Suivant conclusions écrites, déposées et soutenues oralement à l'audience, la caisse primaire d'assurance maladie du Gard demande à la cour de :

- dire et juger que la date de consolidation définitive du 13 avril 2012 ne peut être modifiée dans le cadre du présent litige,

- prendre acte de ses remarques concernant le déficit fonctionnel temporaire, le préjudice d'agrément et la perte de diminution de promotion professionnelle,

- fixer le quantum des indemnités allouées au titre des préjudices subis par Mme [V] [K] dans les proportions reconnues par la jurisprudence,

- condamner l'employeur à lui rembourser dans le délai de quinzaine les sommes dont elle aura fait l'avance, assorties des intérêts légaux en cas de retard,

- rejeter toute condamnation de sa part au titre de l'article 700 du code de procédure civile.
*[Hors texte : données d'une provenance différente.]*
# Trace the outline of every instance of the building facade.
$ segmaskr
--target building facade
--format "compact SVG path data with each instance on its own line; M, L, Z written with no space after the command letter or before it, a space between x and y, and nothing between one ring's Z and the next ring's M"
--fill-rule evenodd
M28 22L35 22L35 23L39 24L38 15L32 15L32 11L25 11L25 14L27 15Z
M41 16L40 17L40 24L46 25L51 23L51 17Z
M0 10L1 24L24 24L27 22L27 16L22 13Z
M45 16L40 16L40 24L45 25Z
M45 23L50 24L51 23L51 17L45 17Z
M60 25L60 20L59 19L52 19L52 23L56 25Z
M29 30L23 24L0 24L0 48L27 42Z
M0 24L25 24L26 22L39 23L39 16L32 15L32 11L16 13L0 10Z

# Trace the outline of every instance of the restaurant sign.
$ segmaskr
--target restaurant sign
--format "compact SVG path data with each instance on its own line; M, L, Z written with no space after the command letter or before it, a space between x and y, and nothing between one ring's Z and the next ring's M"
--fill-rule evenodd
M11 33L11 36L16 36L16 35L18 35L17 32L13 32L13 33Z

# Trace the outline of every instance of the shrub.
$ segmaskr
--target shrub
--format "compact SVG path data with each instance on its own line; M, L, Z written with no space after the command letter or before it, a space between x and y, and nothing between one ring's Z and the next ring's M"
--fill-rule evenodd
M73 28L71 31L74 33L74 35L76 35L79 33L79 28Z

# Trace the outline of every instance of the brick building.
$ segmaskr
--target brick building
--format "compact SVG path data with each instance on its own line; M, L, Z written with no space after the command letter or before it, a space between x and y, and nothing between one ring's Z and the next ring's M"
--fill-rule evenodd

Elle fait valoir que le docteur [M] a fixé la date de consolidation au 15 avril 2013 qui est justifiée par des soins post consolidation qu'elle a pris en charge, que Mme [V] [K] demande de la fixer au 17 juillet 2020 en tenant compte d'une rechute d'avril 2016 à mai 2018, qu'aucune rechute n'a été déclarée par Mme [V] [K], que la date de consolidation est fixée par le médecin conseil, qu'en cas de désaccord, une expertise technique peut être ordonnée, que la décision de fixation de la date au 13 avril 2012 qui lui a été notifiée n'a pas été contestée de sorte qu'elle est définitive à son égard, que les soins post consolidation ne peuvent modifier la date de consolidation fixée par le médecin conseil.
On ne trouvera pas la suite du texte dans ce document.